If you read Edwards' sermon closely, you'll find that the final several paragraphs are a call to God's mercy upon sinners who deserve nothing but his enmity. Edwards knew his hell, but even more so, he knew the glories of Christ in heaven, like all good preachers in the Puritan spirit. In fact, the next sermon of Edwards', I believe, was entirely about God's lovingkindness exhibited in Christ. There is no gospel, no excellency in the propitiatory sacrifice of Christ, if there is nothing from which we need to be delivered. The gospel is only "good news" if, in fact, our condition is otherwise beyond any remedy--which it indeed is. We are held captive by Satan to do his will (2 Tim 2.25) and are thus hopelessly hateful of God. We want not only rebellion, but mutiny. As such, we deserve God's holy ire. But he instead grants repentance and faith and delivers sinners from underneath the feet of the Lamb, who will one day tread the winepress of his fury until blood covers the earth like that red goo in War of the Worlds.

I'm so irked by writing that denies the gospel in this way (the worst of which is a book called If Grace is True: Why God Will Save Every Person), including Gregory Boyd's recent writings that Calvin's God couldn't be a God of love. (Strangely, it seems like so many things fall hand-in-hand: lessening God's justice and our will's bondage to sin and corruption, denying God's minute sovereignty, and denying God's foreknowledge. Their God is too small!) Jesus is the most loving person in and outside of the universe, and yet he spoke about hell (gehenna or Hades) far more than anyone else.

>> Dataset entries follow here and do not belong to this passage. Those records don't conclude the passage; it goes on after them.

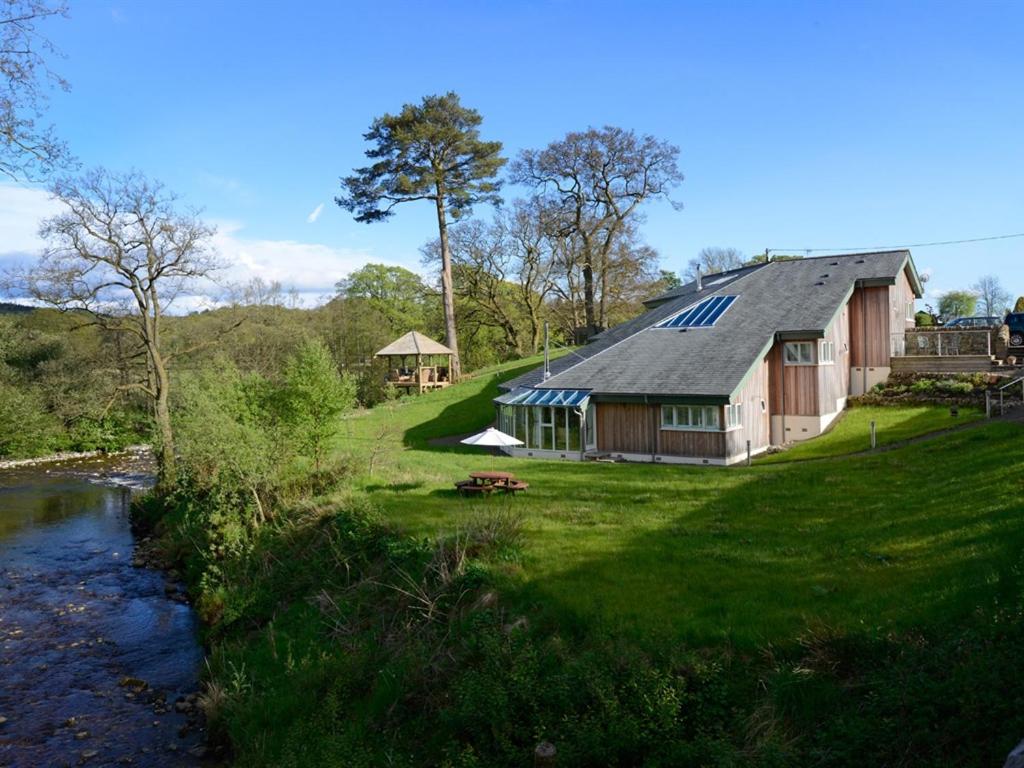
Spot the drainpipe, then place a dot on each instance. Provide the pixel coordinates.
(653, 442)
(781, 359)
(547, 356)
(583, 431)
(863, 337)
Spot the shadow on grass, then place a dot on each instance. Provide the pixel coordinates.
(396, 487)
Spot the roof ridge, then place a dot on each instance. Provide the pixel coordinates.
(646, 328)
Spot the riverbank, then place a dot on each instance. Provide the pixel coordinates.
(70, 456)
(99, 650)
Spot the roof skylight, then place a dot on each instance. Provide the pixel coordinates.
(701, 314)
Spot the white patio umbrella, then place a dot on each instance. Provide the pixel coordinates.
(492, 437)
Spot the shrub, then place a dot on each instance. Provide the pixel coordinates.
(26, 427)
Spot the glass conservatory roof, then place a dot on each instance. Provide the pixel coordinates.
(562, 397)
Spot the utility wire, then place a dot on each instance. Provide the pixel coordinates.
(893, 248)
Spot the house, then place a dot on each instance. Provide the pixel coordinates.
(764, 354)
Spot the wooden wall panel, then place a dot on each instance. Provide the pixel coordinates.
(635, 428)
(869, 317)
(627, 428)
(834, 380)
(698, 444)
(756, 421)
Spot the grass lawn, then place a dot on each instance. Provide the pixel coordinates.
(851, 432)
(916, 535)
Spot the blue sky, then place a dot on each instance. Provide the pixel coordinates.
(801, 125)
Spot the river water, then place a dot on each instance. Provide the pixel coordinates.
(98, 656)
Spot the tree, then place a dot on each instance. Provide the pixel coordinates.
(993, 297)
(594, 182)
(27, 151)
(503, 272)
(315, 396)
(668, 280)
(431, 151)
(954, 304)
(395, 292)
(712, 260)
(118, 255)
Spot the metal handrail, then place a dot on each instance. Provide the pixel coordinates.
(1019, 380)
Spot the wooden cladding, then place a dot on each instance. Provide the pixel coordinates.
(756, 420)
(869, 315)
(834, 379)
(636, 428)
(800, 387)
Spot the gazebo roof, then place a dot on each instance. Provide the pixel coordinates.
(413, 343)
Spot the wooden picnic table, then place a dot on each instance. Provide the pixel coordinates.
(487, 482)
(493, 476)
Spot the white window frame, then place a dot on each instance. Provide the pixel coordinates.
(691, 418)
(800, 347)
(733, 416)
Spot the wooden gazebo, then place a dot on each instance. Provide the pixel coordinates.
(425, 352)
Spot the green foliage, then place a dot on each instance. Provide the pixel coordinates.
(58, 379)
(957, 304)
(396, 293)
(428, 151)
(314, 397)
(822, 613)
(26, 428)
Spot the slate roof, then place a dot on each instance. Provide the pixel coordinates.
(414, 343)
(798, 297)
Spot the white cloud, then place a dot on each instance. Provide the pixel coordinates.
(22, 208)
(311, 218)
(309, 268)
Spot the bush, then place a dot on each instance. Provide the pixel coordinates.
(26, 427)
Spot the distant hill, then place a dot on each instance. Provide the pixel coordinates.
(7, 308)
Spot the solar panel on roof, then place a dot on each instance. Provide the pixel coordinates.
(701, 314)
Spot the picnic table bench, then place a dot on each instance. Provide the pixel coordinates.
(484, 483)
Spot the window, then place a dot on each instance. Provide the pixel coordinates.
(734, 416)
(701, 314)
(690, 417)
(799, 353)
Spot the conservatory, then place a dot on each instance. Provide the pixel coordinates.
(553, 420)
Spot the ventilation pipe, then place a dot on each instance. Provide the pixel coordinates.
(547, 355)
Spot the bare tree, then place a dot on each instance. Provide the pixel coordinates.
(994, 299)
(712, 260)
(119, 254)
(596, 180)
(27, 150)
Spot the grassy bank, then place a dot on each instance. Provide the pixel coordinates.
(860, 610)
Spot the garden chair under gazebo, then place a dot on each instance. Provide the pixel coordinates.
(432, 363)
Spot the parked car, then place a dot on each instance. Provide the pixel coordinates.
(1016, 323)
(977, 322)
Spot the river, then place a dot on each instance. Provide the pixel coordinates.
(99, 657)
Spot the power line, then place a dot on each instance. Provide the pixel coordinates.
(894, 248)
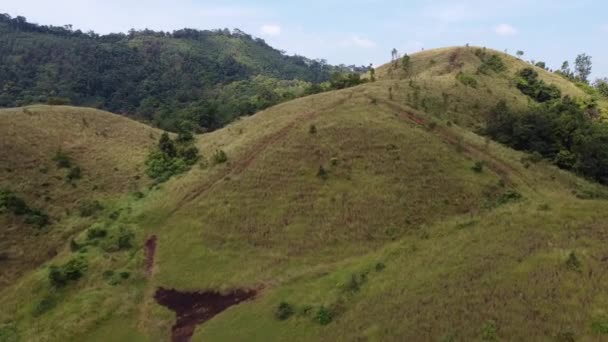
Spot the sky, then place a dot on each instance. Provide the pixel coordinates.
(357, 31)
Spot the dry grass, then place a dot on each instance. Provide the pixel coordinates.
(109, 149)
(399, 189)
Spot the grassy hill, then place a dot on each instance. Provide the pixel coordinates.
(103, 155)
(354, 214)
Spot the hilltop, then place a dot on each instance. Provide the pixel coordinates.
(374, 212)
(101, 156)
(160, 77)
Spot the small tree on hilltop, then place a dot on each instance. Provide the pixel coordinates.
(583, 67)
(166, 145)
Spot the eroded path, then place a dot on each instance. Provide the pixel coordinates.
(193, 308)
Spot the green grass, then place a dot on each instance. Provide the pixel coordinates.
(463, 258)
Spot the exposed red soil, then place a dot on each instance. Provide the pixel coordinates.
(250, 156)
(193, 308)
(150, 247)
(501, 168)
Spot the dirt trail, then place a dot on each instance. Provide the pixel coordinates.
(150, 247)
(501, 168)
(252, 154)
(193, 308)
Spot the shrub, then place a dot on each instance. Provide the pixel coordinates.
(125, 239)
(89, 208)
(284, 311)
(62, 159)
(9, 201)
(161, 167)
(189, 154)
(73, 270)
(478, 166)
(572, 262)
(321, 173)
(529, 84)
(44, 305)
(600, 327)
(74, 174)
(355, 282)
(508, 197)
(489, 331)
(220, 157)
(324, 316)
(467, 80)
(491, 63)
(96, 233)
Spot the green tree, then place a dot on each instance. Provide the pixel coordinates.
(405, 63)
(583, 67)
(601, 84)
(166, 145)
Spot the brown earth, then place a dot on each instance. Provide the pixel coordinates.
(193, 308)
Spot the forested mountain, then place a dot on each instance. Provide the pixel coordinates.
(163, 77)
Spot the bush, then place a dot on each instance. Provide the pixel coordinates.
(489, 331)
(62, 159)
(324, 316)
(529, 84)
(467, 80)
(284, 311)
(220, 157)
(44, 305)
(321, 173)
(125, 239)
(312, 129)
(478, 166)
(96, 233)
(89, 208)
(491, 63)
(573, 263)
(9, 201)
(189, 154)
(73, 270)
(74, 174)
(161, 167)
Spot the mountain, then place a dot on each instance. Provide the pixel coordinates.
(375, 212)
(159, 77)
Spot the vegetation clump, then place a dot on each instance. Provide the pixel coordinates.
(467, 80)
(11, 203)
(529, 84)
(489, 62)
(560, 131)
(284, 311)
(171, 157)
(324, 315)
(60, 276)
(220, 157)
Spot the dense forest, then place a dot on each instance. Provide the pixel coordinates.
(201, 78)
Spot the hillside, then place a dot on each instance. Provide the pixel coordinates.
(359, 214)
(104, 153)
(159, 77)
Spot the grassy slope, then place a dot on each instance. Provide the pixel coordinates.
(108, 148)
(400, 193)
(444, 96)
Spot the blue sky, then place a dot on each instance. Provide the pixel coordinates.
(357, 31)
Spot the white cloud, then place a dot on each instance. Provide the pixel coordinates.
(359, 42)
(270, 30)
(505, 30)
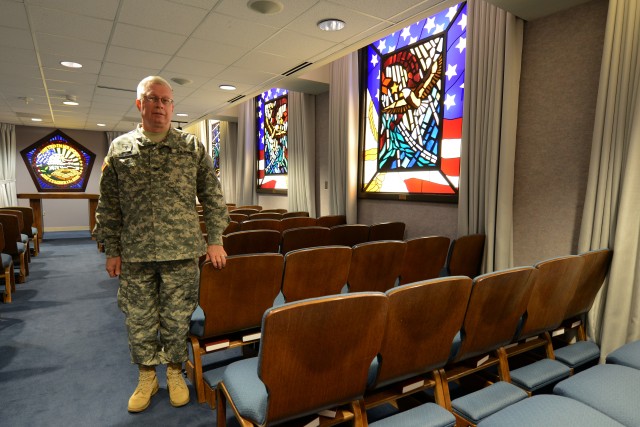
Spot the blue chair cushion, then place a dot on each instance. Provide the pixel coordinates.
(628, 355)
(539, 374)
(6, 260)
(578, 354)
(248, 393)
(548, 411)
(480, 404)
(611, 389)
(426, 415)
(196, 326)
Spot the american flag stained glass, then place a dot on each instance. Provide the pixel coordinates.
(413, 108)
(273, 121)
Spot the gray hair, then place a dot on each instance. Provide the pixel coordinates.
(148, 81)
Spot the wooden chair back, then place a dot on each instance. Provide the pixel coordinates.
(497, 302)
(315, 272)
(238, 217)
(316, 354)
(304, 237)
(234, 298)
(331, 220)
(595, 270)
(251, 242)
(266, 215)
(424, 258)
(349, 234)
(244, 211)
(551, 293)
(465, 256)
(293, 214)
(387, 231)
(297, 222)
(261, 224)
(424, 317)
(232, 227)
(27, 218)
(375, 266)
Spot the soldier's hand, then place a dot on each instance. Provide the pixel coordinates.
(217, 255)
(113, 266)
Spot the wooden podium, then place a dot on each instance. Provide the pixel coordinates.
(35, 201)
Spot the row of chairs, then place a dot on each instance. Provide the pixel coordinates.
(256, 241)
(486, 314)
(19, 241)
(413, 336)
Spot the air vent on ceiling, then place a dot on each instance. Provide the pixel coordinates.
(297, 68)
(117, 88)
(236, 98)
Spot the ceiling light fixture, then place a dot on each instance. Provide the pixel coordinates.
(71, 100)
(71, 64)
(266, 7)
(181, 81)
(331, 24)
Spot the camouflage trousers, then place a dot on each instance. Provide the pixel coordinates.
(158, 299)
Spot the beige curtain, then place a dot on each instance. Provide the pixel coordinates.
(302, 147)
(343, 137)
(492, 78)
(8, 156)
(611, 216)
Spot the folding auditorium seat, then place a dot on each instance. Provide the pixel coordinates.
(424, 258)
(314, 356)
(583, 351)
(610, 389)
(375, 266)
(627, 355)
(230, 307)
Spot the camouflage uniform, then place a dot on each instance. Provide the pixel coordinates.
(146, 215)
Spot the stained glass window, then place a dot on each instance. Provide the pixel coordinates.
(273, 120)
(214, 145)
(412, 109)
(58, 163)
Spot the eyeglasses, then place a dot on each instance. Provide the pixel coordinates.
(154, 99)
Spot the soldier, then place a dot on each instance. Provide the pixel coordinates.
(147, 219)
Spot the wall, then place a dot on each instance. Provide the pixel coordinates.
(558, 90)
(60, 214)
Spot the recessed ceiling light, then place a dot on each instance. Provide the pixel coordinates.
(71, 64)
(181, 81)
(331, 24)
(71, 100)
(266, 7)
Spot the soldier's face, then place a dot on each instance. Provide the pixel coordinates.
(156, 116)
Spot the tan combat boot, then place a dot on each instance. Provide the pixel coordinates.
(178, 390)
(147, 387)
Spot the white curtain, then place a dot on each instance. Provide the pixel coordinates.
(343, 137)
(302, 147)
(245, 168)
(8, 195)
(228, 142)
(492, 78)
(611, 216)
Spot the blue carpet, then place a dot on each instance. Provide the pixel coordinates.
(64, 359)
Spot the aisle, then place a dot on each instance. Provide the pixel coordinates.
(64, 359)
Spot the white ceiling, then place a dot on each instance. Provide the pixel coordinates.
(209, 42)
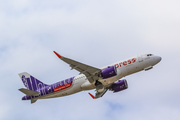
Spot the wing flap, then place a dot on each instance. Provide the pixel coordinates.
(98, 94)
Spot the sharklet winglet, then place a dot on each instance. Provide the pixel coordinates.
(92, 95)
(59, 56)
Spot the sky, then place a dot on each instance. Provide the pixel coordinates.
(96, 33)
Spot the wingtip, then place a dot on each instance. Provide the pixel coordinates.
(59, 56)
(92, 95)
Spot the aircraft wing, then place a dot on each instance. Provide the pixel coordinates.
(98, 94)
(90, 72)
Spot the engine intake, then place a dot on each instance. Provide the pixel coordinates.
(108, 72)
(119, 86)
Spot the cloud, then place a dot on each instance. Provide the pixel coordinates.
(96, 33)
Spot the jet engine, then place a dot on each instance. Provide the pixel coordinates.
(119, 86)
(108, 72)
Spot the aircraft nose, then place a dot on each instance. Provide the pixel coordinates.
(158, 58)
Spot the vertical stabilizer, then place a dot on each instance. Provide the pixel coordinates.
(30, 82)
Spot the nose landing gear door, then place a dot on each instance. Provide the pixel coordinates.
(140, 59)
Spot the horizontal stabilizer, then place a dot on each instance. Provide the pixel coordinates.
(29, 92)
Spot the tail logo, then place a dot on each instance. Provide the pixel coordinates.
(25, 82)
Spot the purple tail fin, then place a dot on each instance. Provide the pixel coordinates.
(31, 82)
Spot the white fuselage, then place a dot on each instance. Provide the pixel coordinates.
(124, 68)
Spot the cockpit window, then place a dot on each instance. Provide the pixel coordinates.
(149, 54)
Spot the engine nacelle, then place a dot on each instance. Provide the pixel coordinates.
(108, 72)
(119, 86)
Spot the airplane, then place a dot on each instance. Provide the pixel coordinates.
(101, 79)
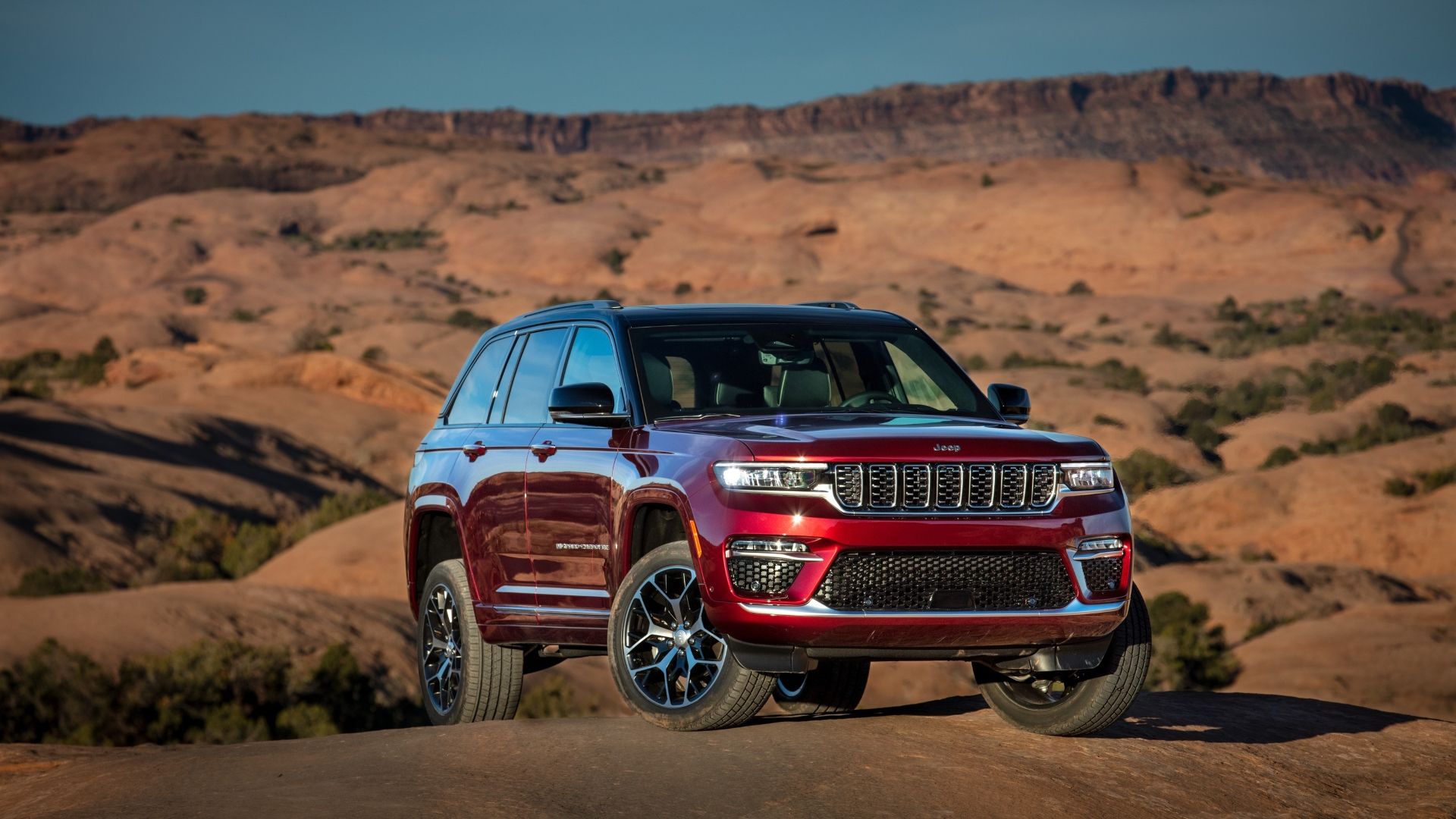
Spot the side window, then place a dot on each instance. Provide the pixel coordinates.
(592, 359)
(535, 376)
(919, 387)
(473, 400)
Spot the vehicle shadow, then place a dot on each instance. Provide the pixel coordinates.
(1185, 716)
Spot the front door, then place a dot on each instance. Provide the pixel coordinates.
(571, 494)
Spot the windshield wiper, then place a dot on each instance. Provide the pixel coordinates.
(699, 417)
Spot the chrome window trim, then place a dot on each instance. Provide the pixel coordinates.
(824, 490)
(816, 608)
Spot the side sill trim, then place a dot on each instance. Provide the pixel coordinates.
(816, 608)
(554, 591)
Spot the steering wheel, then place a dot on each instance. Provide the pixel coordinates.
(870, 397)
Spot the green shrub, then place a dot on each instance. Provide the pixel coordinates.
(376, 240)
(44, 582)
(207, 692)
(555, 698)
(1279, 457)
(1187, 654)
(312, 340)
(465, 319)
(1400, 487)
(615, 260)
(1144, 471)
(1392, 423)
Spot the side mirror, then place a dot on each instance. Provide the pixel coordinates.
(1014, 403)
(585, 404)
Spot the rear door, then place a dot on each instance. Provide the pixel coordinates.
(492, 468)
(571, 493)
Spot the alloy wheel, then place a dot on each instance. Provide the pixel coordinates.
(673, 654)
(440, 649)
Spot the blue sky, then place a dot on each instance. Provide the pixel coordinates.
(64, 58)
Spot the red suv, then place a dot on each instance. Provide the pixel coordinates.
(739, 502)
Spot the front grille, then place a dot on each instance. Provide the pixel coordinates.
(946, 487)
(956, 580)
(762, 576)
(1103, 573)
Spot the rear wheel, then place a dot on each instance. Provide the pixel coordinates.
(832, 689)
(1081, 703)
(462, 678)
(667, 659)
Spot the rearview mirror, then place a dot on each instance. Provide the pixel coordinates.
(588, 403)
(1011, 401)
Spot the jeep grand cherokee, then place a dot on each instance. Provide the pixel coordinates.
(740, 502)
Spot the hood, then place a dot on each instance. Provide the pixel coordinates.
(864, 436)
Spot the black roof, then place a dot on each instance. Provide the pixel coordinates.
(840, 312)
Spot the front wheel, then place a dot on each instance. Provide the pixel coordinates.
(667, 659)
(833, 689)
(1081, 703)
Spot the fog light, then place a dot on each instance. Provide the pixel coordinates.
(1098, 544)
(766, 545)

Now I'm not nit-picking this because I'm already saved and so I can be pompous and arrogant about something I don't have to deal with anymore. I say it because it was God had set eternity in my heart, and I was damn scared of where I was going to spend it. I sure as hell (pun intended) didn't desire to spend it in unending agony. I didn't even originally want to gain God, but escape hell. Thus I believe that deliverance from the coming judgment is sufficient grounds for the gospel. "Since the children [of God] have flesh and blood, [Christ] too shared in their humanity so that by his death he might destroy him who holds the power of death--that is, the devil--and free those who all their lives were held in slavery by their fear of death" (Heb 2.14-15).